Justin: I feel as though we have been pretty spontaneous as far as song writing goes. We did sort
of have a game plan for what we wanted to do on Conscious/Unconscious before Chris started
writing the riffs but I would say that’s the one exception.
Chris: No, there’s no science to it really. I mean if I feel like we need a slow one after a few fast ones
we just kinda do it.

Suppose you were hanging out with someone who said “death metal is corny and wimpy”.
What would you play for them or what would you say to change their mind? Of course, it’s purely
hypothetical that you would ever find yourself in such lousy company, but humor me, if you don’t mind.

Chris: I guess maybe it would depend on the person, but there’s no big secrets. First two Autopsy
LPs are a pretty surefire starting point. Nihilist demos, the first Unleashed album, Grave Into the
Grave
, pretty much any Bolt Thrower… I guess I would base recommendations off this person’s
other tastes. I guess some people would go obscure, but it’s the same for hardcore. If you want
someone to understand why it’s cool you just play them Victim In Pain. If they don’t connect,
it’s probably a lost cause.
Justin: Demigod Unholy Domain. If they find that “wimpy” then they are more man than I’ll ever be.

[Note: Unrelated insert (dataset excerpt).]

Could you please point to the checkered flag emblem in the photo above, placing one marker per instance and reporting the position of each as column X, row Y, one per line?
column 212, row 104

You’re offered access to the full musical archives of either SST or Earache – which do you choose?
Chris: You know… that’s funny. Earache is kind of the new SST. At one time so relevant, and now
just a total garbage dump. I guess at least Earache still kind of releases new bands that fit
their established profile. That said, I’d go with SST by a long shot. Who knows what weird shit’s
kicking around there? ‘Flag outtakes would make it worth it for sure. For most of Earache’s artists,
everything they’ve done is known. Theoretically you could walk into the SST Fortress and find an
unheard Black Flag session or Saint Vitus outtakes or something; you’re not going to walk into
Earache HQ and find anything like that. Maybe if you’re lucky some Pitchshifter remixes.
Justin: This is the hardest question you’ve asked all interview long!